The Long-Awaited Sims 4 Terrain Tools Helped Me Build A Better Roof

Not to sound like the guy who sold you weed in high school, but did you ever think about roofs? What the fuck are those, man! Thanks to the latest Sims 4 update, I finally understand what makes a roof a roof.

It’s been a long time coming. Every single time I’ve tried to build a house in The Sims, I’ve been thwarted by the roof. I could just never make them look like what an actual roof on a house looks like, despite living in a house with a roof my entire life. In The Sims 3 I always ended up making A-Frame houses or modern houses with flat roofs. I told myself this was an aesthetic choice. It wasn’t. I was just a failure.

I’ve tried reading about architecture, taking inspiration from specific houses, and watching numerous speed build videos from my favourite Sims YouTuber, LilSimsie. Nothing stuck. Thanks to this week's free update in the Sims 4, I managed to finally make a house with a normal roof right out of the gate.

Screenshot: Sims 4, EA/Maxis

This lovely little cottage on a hill is the home of Phoenix Church, the name of my new Sim, whose job is “Style Influencer,” which is a new career also from the update.

I’m not gonna lie - I am unreasonably proud of this house, even if the window placement is slightly suspect. I think it has to do with how much less space I had to build on once I got finished manipulating the terrain.

Even the smallest lots in The Sims 4 give you a lot of room to work with in terms of building, but most houses, especially starter homes like these, are actually pretty small. After spending last week in the suburbs where my parents live, I’ve been thinking a lot about room sizes and layouts. Although the rooms in my parents’ house are bigger than my closet-sized New York apartment, they’re still pretty small.

This means that, in my parents’ home and also in this home I designed, the actual sections of roof on the house are much smaller than I previously had realised.
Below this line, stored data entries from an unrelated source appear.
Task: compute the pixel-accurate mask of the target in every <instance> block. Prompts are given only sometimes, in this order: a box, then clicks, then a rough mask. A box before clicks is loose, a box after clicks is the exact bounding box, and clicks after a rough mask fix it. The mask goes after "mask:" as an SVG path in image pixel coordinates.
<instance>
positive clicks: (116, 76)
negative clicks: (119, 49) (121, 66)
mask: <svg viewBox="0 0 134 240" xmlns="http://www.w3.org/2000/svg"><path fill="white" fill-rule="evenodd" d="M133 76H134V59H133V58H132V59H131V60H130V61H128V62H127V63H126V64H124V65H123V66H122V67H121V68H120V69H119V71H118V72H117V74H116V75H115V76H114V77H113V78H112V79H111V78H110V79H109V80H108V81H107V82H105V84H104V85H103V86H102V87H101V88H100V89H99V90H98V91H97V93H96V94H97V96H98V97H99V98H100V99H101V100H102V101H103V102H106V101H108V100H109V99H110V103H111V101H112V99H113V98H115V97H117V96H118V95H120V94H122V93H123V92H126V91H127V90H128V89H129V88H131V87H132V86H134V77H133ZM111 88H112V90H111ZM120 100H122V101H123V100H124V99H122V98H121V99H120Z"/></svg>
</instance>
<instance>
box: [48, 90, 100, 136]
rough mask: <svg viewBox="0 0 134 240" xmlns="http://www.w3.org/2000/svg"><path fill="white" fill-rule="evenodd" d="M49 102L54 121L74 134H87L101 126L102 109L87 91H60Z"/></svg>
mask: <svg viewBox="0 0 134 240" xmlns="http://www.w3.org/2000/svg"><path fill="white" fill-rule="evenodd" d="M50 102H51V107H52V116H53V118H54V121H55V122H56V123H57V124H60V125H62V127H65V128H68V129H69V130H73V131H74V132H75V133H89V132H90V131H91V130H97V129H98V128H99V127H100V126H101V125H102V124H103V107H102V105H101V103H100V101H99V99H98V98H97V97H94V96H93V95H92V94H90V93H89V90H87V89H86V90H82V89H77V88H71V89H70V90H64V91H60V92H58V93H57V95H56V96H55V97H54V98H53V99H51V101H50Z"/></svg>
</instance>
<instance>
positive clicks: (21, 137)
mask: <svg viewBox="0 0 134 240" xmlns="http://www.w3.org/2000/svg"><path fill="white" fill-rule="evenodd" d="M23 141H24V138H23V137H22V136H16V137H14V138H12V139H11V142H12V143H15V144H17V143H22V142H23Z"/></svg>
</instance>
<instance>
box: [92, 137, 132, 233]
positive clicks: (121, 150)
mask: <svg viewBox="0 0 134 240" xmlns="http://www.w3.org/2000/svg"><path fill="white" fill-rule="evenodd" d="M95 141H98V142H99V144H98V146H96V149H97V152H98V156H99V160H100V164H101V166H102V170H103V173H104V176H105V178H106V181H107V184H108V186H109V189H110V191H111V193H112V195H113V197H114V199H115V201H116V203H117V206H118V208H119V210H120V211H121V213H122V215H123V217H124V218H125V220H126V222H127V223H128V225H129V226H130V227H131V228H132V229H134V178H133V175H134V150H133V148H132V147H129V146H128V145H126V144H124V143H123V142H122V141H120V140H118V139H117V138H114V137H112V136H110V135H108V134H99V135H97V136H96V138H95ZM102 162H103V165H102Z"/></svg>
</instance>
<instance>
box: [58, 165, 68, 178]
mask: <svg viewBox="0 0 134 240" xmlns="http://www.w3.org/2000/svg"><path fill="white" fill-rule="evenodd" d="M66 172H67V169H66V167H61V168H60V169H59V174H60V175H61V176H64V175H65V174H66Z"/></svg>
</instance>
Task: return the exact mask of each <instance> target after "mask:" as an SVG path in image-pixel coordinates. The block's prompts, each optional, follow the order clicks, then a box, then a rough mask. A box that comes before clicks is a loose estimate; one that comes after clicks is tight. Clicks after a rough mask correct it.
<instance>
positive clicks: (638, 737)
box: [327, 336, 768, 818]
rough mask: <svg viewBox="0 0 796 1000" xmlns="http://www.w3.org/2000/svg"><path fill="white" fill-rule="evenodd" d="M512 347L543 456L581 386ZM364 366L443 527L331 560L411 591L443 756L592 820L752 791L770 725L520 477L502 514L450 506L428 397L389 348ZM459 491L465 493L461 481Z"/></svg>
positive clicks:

The latest terrain update gave me a chance to really think about how to make this work. It turns out the key is just “less is more.” Houses are both more and less complicated than they seem—most people who live alone don’t actually love living in huge, cavernous spaces. Because you can only build contiguous foundations on a flat plane at the same height in The Sims 4, I was constrained to half the lot size, and that made me realise that bigger is not actually better, and would actually make adding a roof to this house way more complicated.

Smaller roofs with fewer sections just look more like the houses on suburban streets.

Screenshot: Sims 4, EA/Maxis

The portions highlighted here in bright yellow are the only places where I can actually build. You can make staircases snap into the sides of hills, but otherwise you need the terrain to be flat to put a foundation on it.

In real life, there’s going to be at least a little height variation in the plot of land where your house is. I grew up in a house where the backyard is a hill with a fairly steep incline. Restricting the buildspace actually makes it easier to make something that looks like a house instead of a series of boxes with a huge roof on it.

When I spoke with producer David Miotke about the terrain tools for The Sims 4, he told me he couldn’t wait to see what other Simmers upload to the gallery. I also can’t wait to start uploading my own lots to the gallery, because they don’t look like complete arse anymore.